When an acceptor receives this slot-free 1a, it responds with a 1b that summarizes its voting history across all slots, as a list mapping each slot to the highest (ballot, value) it has voted for there. In the common case of a fresh cluster, this list is empty.

Once a server collects a majority of 1b responses to this combined 1a, it has completed phase 1 for all slots at once. It is now the leader for this ballot.

Because the 1a covers all slots, the ballot number is now unified across all slots. In the unoptimized protocol, slots were independent and each could start fresh with ballot 1. In the optimized protocol, round numbers are shared: electing a new leader requires a strictly higher ballot than any previously used.

Phase 2 is unchanged

Phase 2 (2a/2b) still operates per-slot. When a client request arrives, the leader just runs phase 2 in the appropriate slot, without any phase-1 overhead. This reduces the common-case latency from two round trips to one.

The leader handles client requests until it fails or the network partitions. Followers (non-leader servers) receive client broadcasts and can safely ignore them while they believe the leader is alive.

Spacetime diagram with five vertical process lines C1, S1, S2, S3, C2. Time flows downward. At the top, S1 broadcasts 1a(r = (1, S1)) (no slot number) to itself, S2, and S3. S2 replies 1b(r = (1, S1), summ = []) back to S1 — empty list of prior votes across all slots. After leader election, C1 sends req1 to S1 (the leader). S1 broadcasts 2a(s=0, v=(1, S1), req1) to itself, S2, and S3. S2 replies 2b(s=0, r=(1, S1)) back to S1. S1 sends resp1 to C1. Later, C2 sends req2 to S1, and a single phase-2 exchange (2a/2b for slot 1) completes before S1 sends resp2 back to C2.

Leader change with a higher ballot

When a follower suspects the leader has crashed, it picks a ballot number higher than any it has seen, broadcasts 1a(new_ballot) to all servers, and attempts to become the new leader.
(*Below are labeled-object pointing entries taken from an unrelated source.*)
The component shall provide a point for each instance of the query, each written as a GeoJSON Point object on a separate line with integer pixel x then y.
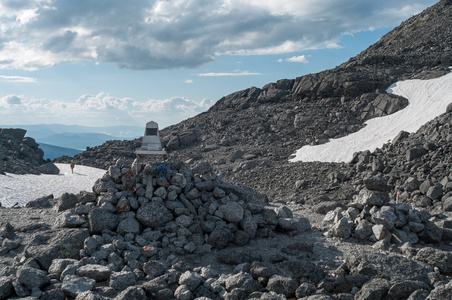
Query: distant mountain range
{"type": "Point", "coordinates": [57, 139]}
{"type": "Point", "coordinates": [52, 152]}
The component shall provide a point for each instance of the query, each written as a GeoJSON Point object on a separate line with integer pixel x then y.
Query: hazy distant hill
{"type": "Point", "coordinates": [43, 130]}
{"type": "Point", "coordinates": [57, 140]}
{"type": "Point", "coordinates": [77, 141]}
{"type": "Point", "coordinates": [52, 152]}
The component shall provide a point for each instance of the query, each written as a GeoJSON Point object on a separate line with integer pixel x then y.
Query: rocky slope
{"type": "Point", "coordinates": [379, 227]}
{"type": "Point", "coordinates": [22, 155]}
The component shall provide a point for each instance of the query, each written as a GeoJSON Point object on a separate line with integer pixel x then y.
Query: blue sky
{"type": "Point", "coordinates": [103, 63]}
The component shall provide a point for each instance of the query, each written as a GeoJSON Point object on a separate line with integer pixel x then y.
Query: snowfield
{"type": "Point", "coordinates": [427, 100]}
{"type": "Point", "coordinates": [22, 189]}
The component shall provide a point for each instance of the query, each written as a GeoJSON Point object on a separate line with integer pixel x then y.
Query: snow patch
{"type": "Point", "coordinates": [427, 100]}
{"type": "Point", "coordinates": [22, 189]}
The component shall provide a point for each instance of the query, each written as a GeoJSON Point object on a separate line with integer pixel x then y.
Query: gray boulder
{"type": "Point", "coordinates": [73, 285]}
{"type": "Point", "coordinates": [414, 153]}
{"type": "Point", "coordinates": [154, 215]}
{"type": "Point", "coordinates": [128, 225]}
{"type": "Point", "coordinates": [243, 281]}
{"type": "Point", "coordinates": [283, 285]}
{"type": "Point", "coordinates": [49, 168]}
{"type": "Point", "coordinates": [232, 212]}
{"type": "Point", "coordinates": [371, 198]}
{"type": "Point", "coordinates": [32, 278]}
{"type": "Point", "coordinates": [6, 287]}
{"type": "Point", "coordinates": [447, 204]}
{"type": "Point", "coordinates": [52, 244]}
{"type": "Point", "coordinates": [376, 288]}
{"type": "Point", "coordinates": [404, 288]}
{"type": "Point", "coordinates": [66, 201]}
{"type": "Point", "coordinates": [122, 280]}
{"type": "Point", "coordinates": [96, 272]}
{"type": "Point", "coordinates": [100, 219]}
{"type": "Point", "coordinates": [190, 279]}
{"type": "Point", "coordinates": [132, 293]}
{"type": "Point", "coordinates": [436, 258]}
{"type": "Point", "coordinates": [392, 266]}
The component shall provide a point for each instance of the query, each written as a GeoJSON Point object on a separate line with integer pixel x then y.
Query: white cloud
{"type": "Point", "coordinates": [144, 34]}
{"type": "Point", "coordinates": [4, 78]}
{"type": "Point", "coordinates": [92, 110]}
{"type": "Point", "coordinates": [298, 59]}
{"type": "Point", "coordinates": [212, 74]}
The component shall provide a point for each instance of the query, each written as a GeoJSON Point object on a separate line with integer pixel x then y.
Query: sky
{"type": "Point", "coordinates": [427, 100]}
{"type": "Point", "coordinates": [22, 189]}
{"type": "Point", "coordinates": [105, 63]}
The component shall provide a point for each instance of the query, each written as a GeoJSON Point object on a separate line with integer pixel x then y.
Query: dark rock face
{"type": "Point", "coordinates": [152, 228]}
{"type": "Point", "coordinates": [21, 155]}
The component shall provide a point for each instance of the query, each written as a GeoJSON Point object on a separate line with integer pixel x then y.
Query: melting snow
{"type": "Point", "coordinates": [22, 189]}
{"type": "Point", "coordinates": [427, 100]}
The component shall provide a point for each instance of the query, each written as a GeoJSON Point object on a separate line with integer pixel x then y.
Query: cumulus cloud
{"type": "Point", "coordinates": [236, 73]}
{"type": "Point", "coordinates": [159, 34]}
{"type": "Point", "coordinates": [300, 58]}
{"type": "Point", "coordinates": [4, 78]}
{"type": "Point", "coordinates": [92, 110]}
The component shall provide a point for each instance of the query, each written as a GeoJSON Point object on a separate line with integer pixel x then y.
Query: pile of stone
{"type": "Point", "coordinates": [373, 217]}
{"type": "Point", "coordinates": [130, 237]}
{"type": "Point", "coordinates": [22, 155]}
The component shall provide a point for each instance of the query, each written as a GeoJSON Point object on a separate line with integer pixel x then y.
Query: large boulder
{"type": "Point", "coordinates": [52, 244]}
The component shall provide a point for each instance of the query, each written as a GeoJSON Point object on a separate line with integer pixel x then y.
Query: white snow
{"type": "Point", "coordinates": [427, 100]}
{"type": "Point", "coordinates": [22, 189]}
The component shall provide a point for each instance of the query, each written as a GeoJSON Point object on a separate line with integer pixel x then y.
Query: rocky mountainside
{"type": "Point", "coordinates": [22, 155]}
{"type": "Point", "coordinates": [377, 227]}
{"type": "Point", "coordinates": [249, 135]}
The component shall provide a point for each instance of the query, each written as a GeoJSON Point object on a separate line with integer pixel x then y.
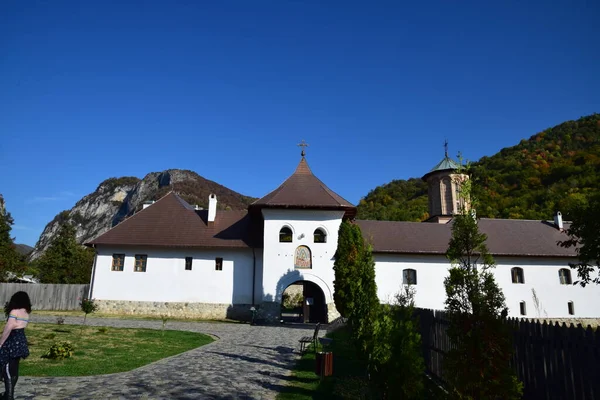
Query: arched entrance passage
{"type": "Point", "coordinates": [303, 301]}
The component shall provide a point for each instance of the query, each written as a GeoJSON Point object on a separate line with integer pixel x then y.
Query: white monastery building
{"type": "Point", "coordinates": [171, 258]}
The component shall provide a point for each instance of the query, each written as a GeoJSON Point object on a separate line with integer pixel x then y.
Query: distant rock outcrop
{"type": "Point", "coordinates": [118, 198]}
{"type": "Point", "coordinates": [23, 249]}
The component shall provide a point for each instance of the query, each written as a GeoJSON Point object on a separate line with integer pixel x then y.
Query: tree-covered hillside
{"type": "Point", "coordinates": [549, 172]}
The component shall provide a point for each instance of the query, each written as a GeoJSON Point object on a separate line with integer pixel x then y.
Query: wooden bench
{"type": "Point", "coordinates": [308, 339]}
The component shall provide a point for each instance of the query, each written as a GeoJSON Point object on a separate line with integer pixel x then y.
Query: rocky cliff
{"type": "Point", "coordinates": [118, 198]}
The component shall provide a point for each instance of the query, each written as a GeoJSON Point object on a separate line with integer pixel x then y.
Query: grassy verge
{"type": "Point", "coordinates": [103, 350]}
{"type": "Point", "coordinates": [75, 313]}
{"type": "Point", "coordinates": [349, 378]}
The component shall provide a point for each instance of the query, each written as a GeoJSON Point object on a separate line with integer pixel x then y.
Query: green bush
{"type": "Point", "coordinates": [60, 351]}
{"type": "Point", "coordinates": [88, 306]}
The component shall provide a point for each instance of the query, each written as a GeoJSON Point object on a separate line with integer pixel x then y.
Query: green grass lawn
{"type": "Point", "coordinates": [349, 379]}
{"type": "Point", "coordinates": [102, 350]}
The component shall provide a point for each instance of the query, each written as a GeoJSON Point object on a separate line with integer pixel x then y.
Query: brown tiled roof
{"type": "Point", "coordinates": [508, 237]}
{"type": "Point", "coordinates": [171, 222]}
{"type": "Point", "coordinates": [303, 190]}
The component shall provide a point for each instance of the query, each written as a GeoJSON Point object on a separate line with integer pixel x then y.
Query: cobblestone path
{"type": "Point", "coordinates": [246, 362]}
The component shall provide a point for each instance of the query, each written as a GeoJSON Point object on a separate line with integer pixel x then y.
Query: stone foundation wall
{"type": "Point", "coordinates": [239, 312]}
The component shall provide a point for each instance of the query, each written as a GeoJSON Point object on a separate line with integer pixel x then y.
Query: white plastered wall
{"type": "Point", "coordinates": [167, 280]}
{"type": "Point", "coordinates": [278, 258]}
{"type": "Point", "coordinates": [541, 274]}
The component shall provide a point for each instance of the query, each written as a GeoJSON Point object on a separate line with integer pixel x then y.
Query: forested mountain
{"type": "Point", "coordinates": [549, 172]}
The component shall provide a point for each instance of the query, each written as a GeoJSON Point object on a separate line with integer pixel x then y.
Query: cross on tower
{"type": "Point", "coordinates": [303, 144]}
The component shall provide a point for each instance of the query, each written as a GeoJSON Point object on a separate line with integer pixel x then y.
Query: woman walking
{"type": "Point", "coordinates": [13, 343]}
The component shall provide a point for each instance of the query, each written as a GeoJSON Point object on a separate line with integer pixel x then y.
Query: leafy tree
{"type": "Point", "coordinates": [478, 367]}
{"type": "Point", "coordinates": [88, 306]}
{"type": "Point", "coordinates": [386, 337]}
{"type": "Point", "coordinates": [10, 259]}
{"type": "Point", "coordinates": [583, 235]}
{"type": "Point", "coordinates": [346, 266]}
{"type": "Point", "coordinates": [65, 261]}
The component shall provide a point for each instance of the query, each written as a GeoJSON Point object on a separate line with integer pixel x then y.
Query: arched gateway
{"type": "Point", "coordinates": [303, 301]}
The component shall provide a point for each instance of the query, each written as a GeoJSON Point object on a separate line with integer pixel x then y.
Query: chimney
{"type": "Point", "coordinates": [212, 208]}
{"type": "Point", "coordinates": [558, 221]}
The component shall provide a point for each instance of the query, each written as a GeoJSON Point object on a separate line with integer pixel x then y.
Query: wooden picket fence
{"type": "Point", "coordinates": [47, 296]}
{"type": "Point", "coordinates": [553, 361]}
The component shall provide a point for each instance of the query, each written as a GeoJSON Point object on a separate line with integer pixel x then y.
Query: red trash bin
{"type": "Point", "coordinates": [324, 364]}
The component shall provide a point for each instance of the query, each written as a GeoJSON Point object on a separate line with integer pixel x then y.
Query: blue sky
{"type": "Point", "coordinates": [91, 90]}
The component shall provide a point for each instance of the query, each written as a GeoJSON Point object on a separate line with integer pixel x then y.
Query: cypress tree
{"type": "Point", "coordinates": [346, 267]}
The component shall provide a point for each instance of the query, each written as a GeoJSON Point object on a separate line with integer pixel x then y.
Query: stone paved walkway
{"type": "Point", "coordinates": [246, 362]}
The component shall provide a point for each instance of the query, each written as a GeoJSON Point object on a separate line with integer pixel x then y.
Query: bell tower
{"type": "Point", "coordinates": [443, 189]}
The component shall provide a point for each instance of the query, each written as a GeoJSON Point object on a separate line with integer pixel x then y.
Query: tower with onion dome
{"type": "Point", "coordinates": [443, 189]}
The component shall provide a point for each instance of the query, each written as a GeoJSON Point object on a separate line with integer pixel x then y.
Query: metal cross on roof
{"type": "Point", "coordinates": [303, 144]}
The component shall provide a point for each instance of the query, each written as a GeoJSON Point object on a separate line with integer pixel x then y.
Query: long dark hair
{"type": "Point", "coordinates": [18, 300]}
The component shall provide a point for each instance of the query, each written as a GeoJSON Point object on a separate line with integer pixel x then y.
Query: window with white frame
{"type": "Point", "coordinates": [564, 275]}
{"type": "Point", "coordinates": [118, 262]}
{"type": "Point", "coordinates": [517, 275]}
{"type": "Point", "coordinates": [285, 235]}
{"type": "Point", "coordinates": [409, 276]}
{"type": "Point", "coordinates": [140, 262]}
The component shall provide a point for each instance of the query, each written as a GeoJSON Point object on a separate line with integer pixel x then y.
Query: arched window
{"type": "Point", "coordinates": [409, 276]}
{"type": "Point", "coordinates": [302, 258]}
{"type": "Point", "coordinates": [565, 276]}
{"type": "Point", "coordinates": [320, 236]}
{"type": "Point", "coordinates": [517, 275]}
{"type": "Point", "coordinates": [285, 235]}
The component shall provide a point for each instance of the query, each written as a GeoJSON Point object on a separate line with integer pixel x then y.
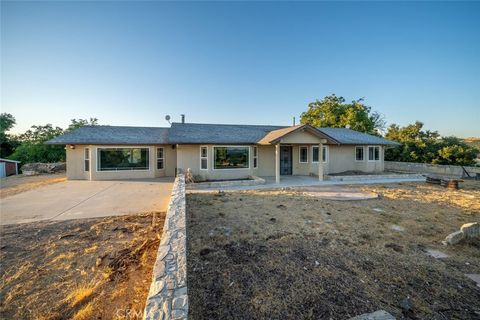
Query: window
{"type": "Point", "coordinates": [359, 153]}
{"type": "Point", "coordinates": [373, 153]}
{"type": "Point", "coordinates": [315, 154]}
{"type": "Point", "coordinates": [116, 159]}
{"type": "Point", "coordinates": [324, 154]}
{"type": "Point", "coordinates": [303, 155]}
{"type": "Point", "coordinates": [87, 159]}
{"type": "Point", "coordinates": [203, 158]}
{"type": "Point", "coordinates": [231, 157]}
{"type": "Point", "coordinates": [160, 159]}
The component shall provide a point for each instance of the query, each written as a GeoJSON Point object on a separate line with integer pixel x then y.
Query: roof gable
{"type": "Point", "coordinates": [287, 135]}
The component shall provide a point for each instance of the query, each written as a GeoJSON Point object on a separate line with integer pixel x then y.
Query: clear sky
{"type": "Point", "coordinates": [131, 63]}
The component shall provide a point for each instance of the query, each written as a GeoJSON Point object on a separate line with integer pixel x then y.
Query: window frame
{"type": "Point", "coordinates": [202, 157]}
{"type": "Point", "coordinates": [86, 157]}
{"type": "Point", "coordinates": [363, 153]}
{"type": "Point", "coordinates": [98, 149]}
{"type": "Point", "coordinates": [325, 153]}
{"type": "Point", "coordinates": [300, 154]}
{"type": "Point", "coordinates": [231, 146]}
{"type": "Point", "coordinates": [379, 157]}
{"type": "Point", "coordinates": [162, 158]}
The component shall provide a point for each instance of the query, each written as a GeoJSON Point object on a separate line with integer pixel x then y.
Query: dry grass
{"type": "Point", "coordinates": [78, 269]}
{"type": "Point", "coordinates": [17, 184]}
{"type": "Point", "coordinates": [85, 313]}
{"type": "Point", "coordinates": [281, 255]}
{"type": "Point", "coordinates": [80, 294]}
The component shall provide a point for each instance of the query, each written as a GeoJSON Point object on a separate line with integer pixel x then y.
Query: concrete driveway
{"type": "Point", "coordinates": [86, 199]}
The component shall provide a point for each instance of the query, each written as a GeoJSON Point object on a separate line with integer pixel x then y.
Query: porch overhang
{"type": "Point", "coordinates": [284, 135]}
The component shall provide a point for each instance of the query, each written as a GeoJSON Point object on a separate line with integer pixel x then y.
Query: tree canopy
{"type": "Point", "coordinates": [8, 142]}
{"type": "Point", "coordinates": [334, 112]}
{"type": "Point", "coordinates": [31, 144]}
{"type": "Point", "coordinates": [427, 146]}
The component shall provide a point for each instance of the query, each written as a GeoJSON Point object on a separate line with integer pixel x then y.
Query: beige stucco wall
{"type": "Point", "coordinates": [188, 157]}
{"type": "Point", "coordinates": [339, 159]}
{"type": "Point", "coordinates": [75, 164]}
{"type": "Point", "coordinates": [300, 137]}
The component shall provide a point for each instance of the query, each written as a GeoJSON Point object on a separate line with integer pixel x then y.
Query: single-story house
{"type": "Point", "coordinates": [8, 167]}
{"type": "Point", "coordinates": [218, 151]}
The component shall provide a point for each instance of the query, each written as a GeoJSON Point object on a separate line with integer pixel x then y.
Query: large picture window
{"type": "Point", "coordinates": [315, 154]}
{"type": "Point", "coordinates": [373, 153]}
{"type": "Point", "coordinates": [231, 157]}
{"type": "Point", "coordinates": [117, 159]}
{"type": "Point", "coordinates": [303, 155]}
{"type": "Point", "coordinates": [160, 159]}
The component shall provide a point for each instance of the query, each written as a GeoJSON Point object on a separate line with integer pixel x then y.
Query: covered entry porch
{"type": "Point", "coordinates": [299, 150]}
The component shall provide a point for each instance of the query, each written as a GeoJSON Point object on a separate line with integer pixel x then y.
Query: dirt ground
{"type": "Point", "coordinates": [285, 255]}
{"type": "Point", "coordinates": [21, 183]}
{"type": "Point", "coordinates": [78, 269]}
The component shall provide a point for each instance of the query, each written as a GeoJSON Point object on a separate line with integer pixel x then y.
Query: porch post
{"type": "Point", "coordinates": [93, 162]}
{"type": "Point", "coordinates": [320, 162]}
{"type": "Point", "coordinates": [277, 163]}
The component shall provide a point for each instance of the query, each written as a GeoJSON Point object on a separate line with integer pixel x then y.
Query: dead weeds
{"type": "Point", "coordinates": [289, 256]}
{"type": "Point", "coordinates": [78, 269]}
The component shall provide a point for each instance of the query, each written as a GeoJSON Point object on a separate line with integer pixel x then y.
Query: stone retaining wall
{"type": "Point", "coordinates": [437, 169]}
{"type": "Point", "coordinates": [167, 298]}
{"type": "Point", "coordinates": [254, 181]}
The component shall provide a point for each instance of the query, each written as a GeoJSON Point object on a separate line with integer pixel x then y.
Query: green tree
{"type": "Point", "coordinates": [427, 146]}
{"type": "Point", "coordinates": [333, 112]}
{"type": "Point", "coordinates": [8, 142]}
{"type": "Point", "coordinates": [34, 149]}
{"type": "Point", "coordinates": [32, 146]}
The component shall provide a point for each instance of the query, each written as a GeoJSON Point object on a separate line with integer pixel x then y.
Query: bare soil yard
{"type": "Point", "coordinates": [285, 255]}
{"type": "Point", "coordinates": [18, 184]}
{"type": "Point", "coordinates": [78, 269]}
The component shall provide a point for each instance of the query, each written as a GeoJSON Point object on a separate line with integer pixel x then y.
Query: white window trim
{"type": "Point", "coordinates": [300, 154]}
{"type": "Point", "coordinates": [163, 158]}
{"type": "Point", "coordinates": [85, 159]}
{"type": "Point", "coordinates": [231, 146]}
{"type": "Point", "coordinates": [368, 154]}
{"type": "Point", "coordinates": [201, 158]}
{"type": "Point", "coordinates": [313, 147]}
{"type": "Point", "coordinates": [97, 166]}
{"type": "Point", "coordinates": [355, 155]}
{"type": "Point", "coordinates": [327, 154]}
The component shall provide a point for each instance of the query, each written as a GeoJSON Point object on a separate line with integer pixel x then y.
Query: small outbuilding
{"type": "Point", "coordinates": [8, 167]}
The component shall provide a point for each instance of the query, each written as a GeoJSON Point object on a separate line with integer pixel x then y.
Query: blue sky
{"type": "Point", "coordinates": [131, 63]}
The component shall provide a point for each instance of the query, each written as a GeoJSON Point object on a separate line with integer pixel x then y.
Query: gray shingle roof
{"type": "Point", "coordinates": [113, 135]}
{"type": "Point", "coordinates": [348, 136]}
{"type": "Point", "coordinates": [196, 133]}
{"type": "Point", "coordinates": [184, 133]}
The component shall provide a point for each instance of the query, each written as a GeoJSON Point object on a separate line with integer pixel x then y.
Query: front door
{"type": "Point", "coordinates": [285, 160]}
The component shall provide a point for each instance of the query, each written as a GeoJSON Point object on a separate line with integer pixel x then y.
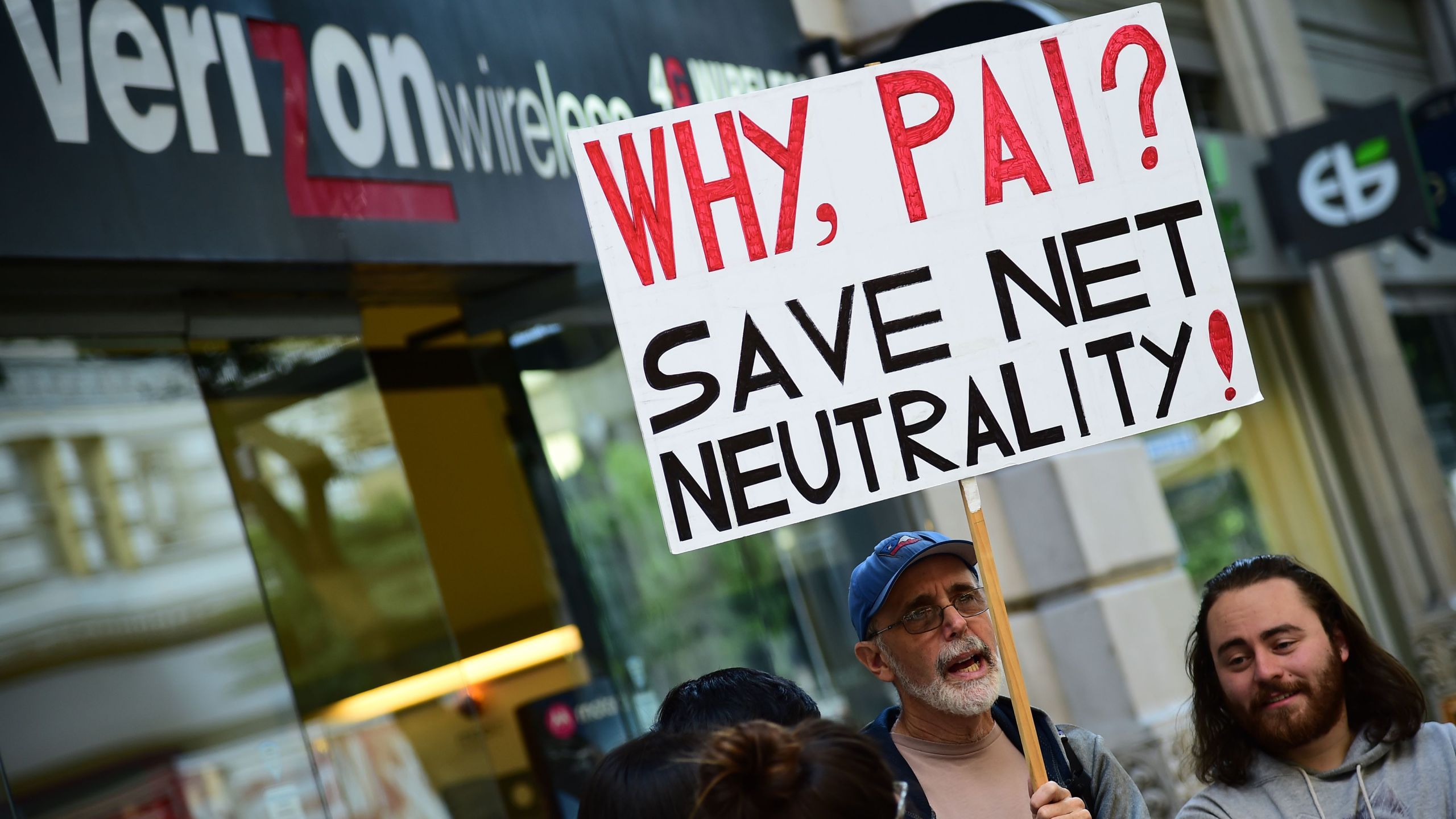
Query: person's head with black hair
{"type": "Point", "coordinates": [729, 697]}
{"type": "Point", "coordinates": [817, 768]}
{"type": "Point", "coordinates": [650, 777]}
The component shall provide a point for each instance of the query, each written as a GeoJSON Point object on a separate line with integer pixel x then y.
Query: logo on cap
{"type": "Point", "coordinates": [905, 541]}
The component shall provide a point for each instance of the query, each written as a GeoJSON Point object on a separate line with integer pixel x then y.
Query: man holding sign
{"type": "Point", "coordinates": [878, 282]}
{"type": "Point", "coordinates": [884, 280]}
{"type": "Point", "coordinates": [921, 614]}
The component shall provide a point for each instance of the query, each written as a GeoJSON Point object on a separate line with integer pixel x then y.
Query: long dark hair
{"type": "Point", "coordinates": [819, 768]}
{"type": "Point", "coordinates": [650, 777]}
{"type": "Point", "coordinates": [1382, 698]}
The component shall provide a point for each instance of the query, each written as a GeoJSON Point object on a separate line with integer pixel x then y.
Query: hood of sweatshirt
{"type": "Point", "coordinates": [1413, 779]}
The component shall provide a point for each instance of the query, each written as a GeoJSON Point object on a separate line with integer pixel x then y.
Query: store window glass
{"type": "Point", "coordinates": [1247, 481]}
{"type": "Point", "coordinates": [389, 709]}
{"type": "Point", "coordinates": [139, 675]}
{"type": "Point", "coordinates": [1429, 343]}
{"type": "Point", "coordinates": [772, 601]}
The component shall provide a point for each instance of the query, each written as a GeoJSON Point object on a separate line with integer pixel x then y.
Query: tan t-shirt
{"type": "Point", "coordinates": [981, 780]}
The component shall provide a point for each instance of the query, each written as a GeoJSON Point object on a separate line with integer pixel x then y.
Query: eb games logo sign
{"type": "Point", "coordinates": [1347, 181]}
{"type": "Point", "coordinates": [1340, 185]}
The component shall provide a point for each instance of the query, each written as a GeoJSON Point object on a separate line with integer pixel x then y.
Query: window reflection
{"type": "Point", "coordinates": [349, 582]}
{"type": "Point", "coordinates": [1247, 483]}
{"type": "Point", "coordinates": [772, 601]}
{"type": "Point", "coordinates": [139, 675]}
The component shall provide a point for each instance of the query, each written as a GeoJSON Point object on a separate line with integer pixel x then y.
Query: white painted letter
{"type": "Point", "coordinates": [61, 85]}
{"type": "Point", "coordinates": [194, 48]}
{"type": "Point", "coordinates": [152, 130]}
{"type": "Point", "coordinates": [399, 61]}
{"type": "Point", "coordinates": [529, 104]}
{"type": "Point", "coordinates": [245, 88]}
{"type": "Point", "coordinates": [336, 48]}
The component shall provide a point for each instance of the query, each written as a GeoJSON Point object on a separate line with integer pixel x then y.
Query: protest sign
{"type": "Point", "coordinates": [878, 282]}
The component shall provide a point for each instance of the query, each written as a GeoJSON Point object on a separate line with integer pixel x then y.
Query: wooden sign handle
{"type": "Point", "coordinates": [986, 566]}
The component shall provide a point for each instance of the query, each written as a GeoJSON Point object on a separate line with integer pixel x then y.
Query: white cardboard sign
{"type": "Point", "coordinates": [878, 282]}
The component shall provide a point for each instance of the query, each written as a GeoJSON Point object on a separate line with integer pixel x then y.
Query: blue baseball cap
{"type": "Point", "coordinates": [872, 579]}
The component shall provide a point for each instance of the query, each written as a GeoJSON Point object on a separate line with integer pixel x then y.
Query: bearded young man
{"type": "Point", "coordinates": [922, 621]}
{"type": "Point", "coordinates": [1298, 712]}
If it collects a majority of 1b responses, it succeeds and the old leader — if still running — will find itself unable to get votes for its lower ballot and must step down.

A server that detects a higher ballot in any incoming message knows its own leadership is over. It can attempt to reclaim leadership by choosing an even higher ballot and re-running phase 1.

Heartbeats

Leaders send periodic heartbeat messages to followers to signal they are still alive. When the system is busy, normal 2a messages serve as implicit heartbeats. When the system is idle, the leader sends explicit heartbeats.

Each follower runs a timer. If the timer expires without hearing from the leader, the follower assumes the leader has crashed and initiates a leader election by sending a new 1a with a higher ballot. The timer interval is a tunable parameter that trades off detection latency against spurious leader changes.

What's Next

Monday's lecture will cover the remaining details needed for Lab 3: catching up lagging servers, log compaction, and other practical considerations.